Теперь она стоит пред сходом, сложа руки под фартуком, подвязанным выше грудей, и равнодушно ожидает «решенья стариков».
– Ну, что, Паранька, – спрашивают ее старики, – как будешь без отца жить?
– Жив бог – жива душа моя! – кричит Паранька, не моргнув глазом.
– Бог-то жив, да ты душу-то осилишь ли?
– А чего не осилить!
– И хозяйство вполне поведешь?
– А чего не повести!
– И повинности оправишь?
– А чего не оправить!
– И подати подымешь?
– Да чем я супротив вас не вышла? Али что бороды длинные, так вам и честь?
– Ловко, ловко! – подхватывают весело зрители.
– Ну, ну, ладно… Посмотрим, – говорят старики. – Справляйся!.. Не тебе с сумой ходить… Видим, что девка – казак… Ну, так быть тебе «девкой с душой» не в пример прочим! – шутит молодой староста и наотмашь надевает ей но самые глаза свою шляпу-гречневик.
– Не дури, – отмахивается Параня, хотя шляпы не снимает.
– А ты поклонись да спасибо скажи миру, – советует один из стариков.
– Ну, ин благодарим покорно, мир честной! – улыбаясь, кланяется Паранька, и долго еще виднеется на ее девичьей голове, вместо брачного венца, новая Старостина шляпа.
Степаша почему-то невзлюбила город и, как мы знаем, вернулась в село, потребовала от братьев «свои права» и превратилась именно в такую «девку с душой».

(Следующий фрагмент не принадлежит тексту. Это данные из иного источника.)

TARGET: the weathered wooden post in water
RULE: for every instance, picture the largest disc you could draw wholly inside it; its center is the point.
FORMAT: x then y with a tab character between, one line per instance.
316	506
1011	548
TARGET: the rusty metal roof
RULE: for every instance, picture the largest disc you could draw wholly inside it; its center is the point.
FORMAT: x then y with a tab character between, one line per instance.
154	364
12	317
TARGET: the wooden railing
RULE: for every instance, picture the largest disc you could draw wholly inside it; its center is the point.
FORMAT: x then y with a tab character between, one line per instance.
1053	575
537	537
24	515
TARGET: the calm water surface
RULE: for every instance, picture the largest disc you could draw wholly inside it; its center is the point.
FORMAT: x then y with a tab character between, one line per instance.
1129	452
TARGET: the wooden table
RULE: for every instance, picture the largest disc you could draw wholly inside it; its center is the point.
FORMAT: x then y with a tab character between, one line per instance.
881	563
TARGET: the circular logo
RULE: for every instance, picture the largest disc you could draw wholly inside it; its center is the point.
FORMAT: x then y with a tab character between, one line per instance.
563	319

Кабан усиленно и молча допил стакан и, повернув его на блюдце, сказал, приглаживая волосы:
– Благодарствую!.. А какова «девка-то с душой» у нас? а?.. Люблю… Люблю я, брат, таких, ей-богу!.. На месте не усижу!.. Эк, братец мой, зародится же такое дитятко… Вот ты и гляди, божье-то произволенье: вышла баба-мужик!
– Что же, как она теперь поживает?
– Плохо, брат… Так тебе сказать, трудно ей… Трудно ей теперь, – с искренним соболезнованием отвечал Кабан, и лицо его приняло какое-то особенно жалостливое выражение.
– Отчего же так?
– Ноне, брат, и мужику трудно, не то что бабе… Да!.. Это вот ежели дуром на тебя налезет благодать-то, что на меня, так оно легко, что говорить! Балуйся!.. Нагуливай жир-то!
Кабан сердито заворчал было, но, тотчас же поднявшись, как будто вспомнив свою роль, обдернул розовую ситцевую рубаху, передвинул на животе голубой пояс, пригладил обеими руками мокрые волосы и, улыбаясь, взглянул мне в лицо.
– Пойдем завтра к ней на праздник, – пригласил он меня.
– С удовольствием. Я уже давно собирался, да все недосуг было.
– Пойдем, пойдем… Я тебе покажу се… Посмотришь!
Кабан был рад, как ребенок, что я согласился идти с ним к «девке с душой».